Figures from the Garda Analysis Service released today (Tuesday) show that 8,571 vehicles parked at residential locations were broken into between 2015 and 2017. Of those, 2,824 were reported to be unlocked. On average, over €340,000 worth of property was stolen from vehicles each year. Property stolen included cash, laptops, tools, sunglasses, jewellery and sports equipment.
The analysis also shows that the most common location for these thefts was in driveways, and that half of the thefts occurred between 12 midnight and 7am. Such thefts are happening throughout the country.
Gardaí are appealing for all vehicle owners to ensure they lock their vehicle no matter where it is parked. Do not store valuables in the car, but if you do have to, keep them out of sight.
“Wherever you park your car or van, we would always advise you to take your property with you and ensure the vehicle is locked, alarmed and parked in a secure, well-lit location,” remarked Sergeant Kelvin Courtney from the Garda Crime Prevention National Centre of Excellence.
“Many of these thefts, particularly at residential locations, are avoidable, with an average of 33% of vehicles being left unlocked in the last three years. Unfortunately, this poor practice has risen as 38% of vehicles were unlocked when they had property stolen from them in January 2018. We’ve even seen cases where two vehicles from the same household were unlocked and broken into.

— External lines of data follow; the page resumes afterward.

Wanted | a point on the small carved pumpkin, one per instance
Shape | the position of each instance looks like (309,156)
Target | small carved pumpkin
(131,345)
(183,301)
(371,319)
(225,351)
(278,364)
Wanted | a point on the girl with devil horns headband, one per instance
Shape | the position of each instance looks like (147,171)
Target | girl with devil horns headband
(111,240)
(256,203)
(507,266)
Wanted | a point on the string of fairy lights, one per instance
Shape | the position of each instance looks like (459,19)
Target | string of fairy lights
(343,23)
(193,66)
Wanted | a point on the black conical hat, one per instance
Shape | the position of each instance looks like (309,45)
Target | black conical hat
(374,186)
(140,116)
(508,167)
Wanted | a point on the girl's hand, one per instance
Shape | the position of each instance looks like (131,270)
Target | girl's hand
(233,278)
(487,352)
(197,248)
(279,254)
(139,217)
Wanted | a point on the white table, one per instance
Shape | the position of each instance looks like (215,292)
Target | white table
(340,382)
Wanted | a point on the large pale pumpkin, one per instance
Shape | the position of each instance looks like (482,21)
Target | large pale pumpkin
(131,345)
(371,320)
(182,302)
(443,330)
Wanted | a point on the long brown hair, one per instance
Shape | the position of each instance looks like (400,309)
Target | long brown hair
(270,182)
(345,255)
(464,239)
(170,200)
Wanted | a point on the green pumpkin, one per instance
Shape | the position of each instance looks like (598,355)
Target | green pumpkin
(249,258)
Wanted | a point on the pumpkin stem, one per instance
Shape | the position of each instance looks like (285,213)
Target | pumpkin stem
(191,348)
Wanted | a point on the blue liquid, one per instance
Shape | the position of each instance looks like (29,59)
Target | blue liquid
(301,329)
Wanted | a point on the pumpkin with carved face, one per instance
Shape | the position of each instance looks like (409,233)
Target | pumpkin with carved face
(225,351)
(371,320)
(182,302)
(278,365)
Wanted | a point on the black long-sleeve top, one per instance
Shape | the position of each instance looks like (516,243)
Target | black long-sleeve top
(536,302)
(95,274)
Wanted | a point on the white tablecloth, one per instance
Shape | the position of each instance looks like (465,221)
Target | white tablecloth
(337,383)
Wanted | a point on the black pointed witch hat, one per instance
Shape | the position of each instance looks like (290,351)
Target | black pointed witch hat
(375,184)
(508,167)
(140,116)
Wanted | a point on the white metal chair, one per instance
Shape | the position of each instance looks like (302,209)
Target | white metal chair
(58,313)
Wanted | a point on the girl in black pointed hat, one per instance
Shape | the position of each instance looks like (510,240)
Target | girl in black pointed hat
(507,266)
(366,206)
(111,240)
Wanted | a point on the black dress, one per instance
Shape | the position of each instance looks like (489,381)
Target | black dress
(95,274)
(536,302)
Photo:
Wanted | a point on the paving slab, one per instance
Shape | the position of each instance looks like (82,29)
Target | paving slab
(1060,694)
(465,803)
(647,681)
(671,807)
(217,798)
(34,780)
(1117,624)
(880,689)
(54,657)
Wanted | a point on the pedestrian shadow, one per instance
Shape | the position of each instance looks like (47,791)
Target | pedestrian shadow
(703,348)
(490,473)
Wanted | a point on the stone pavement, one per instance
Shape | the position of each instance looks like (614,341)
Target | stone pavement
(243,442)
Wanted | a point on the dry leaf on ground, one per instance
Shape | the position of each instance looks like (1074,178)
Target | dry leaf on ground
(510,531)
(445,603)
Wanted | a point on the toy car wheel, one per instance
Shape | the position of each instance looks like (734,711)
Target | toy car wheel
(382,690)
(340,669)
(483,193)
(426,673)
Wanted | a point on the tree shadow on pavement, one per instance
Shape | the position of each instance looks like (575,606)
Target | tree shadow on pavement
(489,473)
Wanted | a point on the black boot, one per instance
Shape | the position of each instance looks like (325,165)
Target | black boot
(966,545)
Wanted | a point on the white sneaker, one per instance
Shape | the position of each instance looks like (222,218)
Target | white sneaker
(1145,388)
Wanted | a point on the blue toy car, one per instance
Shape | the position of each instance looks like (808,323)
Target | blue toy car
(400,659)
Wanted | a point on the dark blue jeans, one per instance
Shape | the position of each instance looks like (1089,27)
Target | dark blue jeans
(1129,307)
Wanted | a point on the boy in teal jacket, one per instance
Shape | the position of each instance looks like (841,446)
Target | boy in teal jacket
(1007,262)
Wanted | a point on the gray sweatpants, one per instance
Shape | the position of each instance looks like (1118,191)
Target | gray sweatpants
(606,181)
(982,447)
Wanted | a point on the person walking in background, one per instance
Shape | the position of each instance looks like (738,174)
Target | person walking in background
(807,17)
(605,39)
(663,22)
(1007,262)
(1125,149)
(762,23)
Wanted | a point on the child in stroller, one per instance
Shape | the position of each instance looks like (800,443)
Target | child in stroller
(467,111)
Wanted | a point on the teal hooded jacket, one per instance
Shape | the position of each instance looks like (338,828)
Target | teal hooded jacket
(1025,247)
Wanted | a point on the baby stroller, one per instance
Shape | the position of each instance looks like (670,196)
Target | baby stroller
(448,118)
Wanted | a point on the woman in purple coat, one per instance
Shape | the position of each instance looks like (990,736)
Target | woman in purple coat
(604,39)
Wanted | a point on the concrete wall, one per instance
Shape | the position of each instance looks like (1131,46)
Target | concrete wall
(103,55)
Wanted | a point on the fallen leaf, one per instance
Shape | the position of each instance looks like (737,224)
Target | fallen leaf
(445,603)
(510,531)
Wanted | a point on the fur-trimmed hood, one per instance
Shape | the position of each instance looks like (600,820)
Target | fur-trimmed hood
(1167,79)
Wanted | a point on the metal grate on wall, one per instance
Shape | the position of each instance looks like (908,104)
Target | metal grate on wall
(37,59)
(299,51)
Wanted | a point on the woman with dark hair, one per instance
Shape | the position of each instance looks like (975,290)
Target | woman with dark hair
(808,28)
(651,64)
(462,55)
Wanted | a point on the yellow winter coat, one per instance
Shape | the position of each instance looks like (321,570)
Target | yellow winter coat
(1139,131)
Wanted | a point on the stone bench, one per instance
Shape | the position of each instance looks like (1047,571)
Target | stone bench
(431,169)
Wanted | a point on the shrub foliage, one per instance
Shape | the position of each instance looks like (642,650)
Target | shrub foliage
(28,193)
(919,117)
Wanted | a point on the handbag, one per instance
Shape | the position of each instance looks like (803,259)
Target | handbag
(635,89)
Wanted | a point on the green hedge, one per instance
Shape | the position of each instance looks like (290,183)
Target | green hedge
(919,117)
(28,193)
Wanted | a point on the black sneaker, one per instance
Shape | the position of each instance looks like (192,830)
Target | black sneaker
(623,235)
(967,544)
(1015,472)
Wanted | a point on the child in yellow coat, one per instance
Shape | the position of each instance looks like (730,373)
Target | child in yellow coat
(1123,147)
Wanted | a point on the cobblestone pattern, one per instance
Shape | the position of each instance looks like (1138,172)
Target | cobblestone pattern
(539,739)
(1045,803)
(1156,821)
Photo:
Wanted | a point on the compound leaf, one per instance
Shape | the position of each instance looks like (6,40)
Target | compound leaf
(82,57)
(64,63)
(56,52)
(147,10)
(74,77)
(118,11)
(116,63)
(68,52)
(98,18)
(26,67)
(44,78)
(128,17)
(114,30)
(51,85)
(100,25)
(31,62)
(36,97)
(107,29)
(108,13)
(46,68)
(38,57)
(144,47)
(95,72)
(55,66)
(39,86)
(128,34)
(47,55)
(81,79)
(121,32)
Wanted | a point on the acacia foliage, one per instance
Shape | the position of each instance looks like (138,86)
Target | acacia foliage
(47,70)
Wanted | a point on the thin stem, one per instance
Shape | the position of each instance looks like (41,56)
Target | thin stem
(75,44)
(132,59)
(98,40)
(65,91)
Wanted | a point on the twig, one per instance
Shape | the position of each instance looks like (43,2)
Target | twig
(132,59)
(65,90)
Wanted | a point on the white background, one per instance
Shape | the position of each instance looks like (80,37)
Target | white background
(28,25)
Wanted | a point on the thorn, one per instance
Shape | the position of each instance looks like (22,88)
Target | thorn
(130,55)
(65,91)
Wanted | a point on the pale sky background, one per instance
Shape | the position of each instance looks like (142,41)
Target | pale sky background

“Sometimes it is impractical to remove tools and equipment from vehicles. In these cases, owners should take extra steps to ensure the safety of their property. Additional locking mechanisms to vehicles should be fitted. Consider a monitored vehicle alarm and tracking devices for valuable property. Reduce the payoff to the thief by marking and photographing the property and take a record of serial numbers, makes and models. Download the household property register for free from the Garda Website for your records,” Sergeant Courtney added.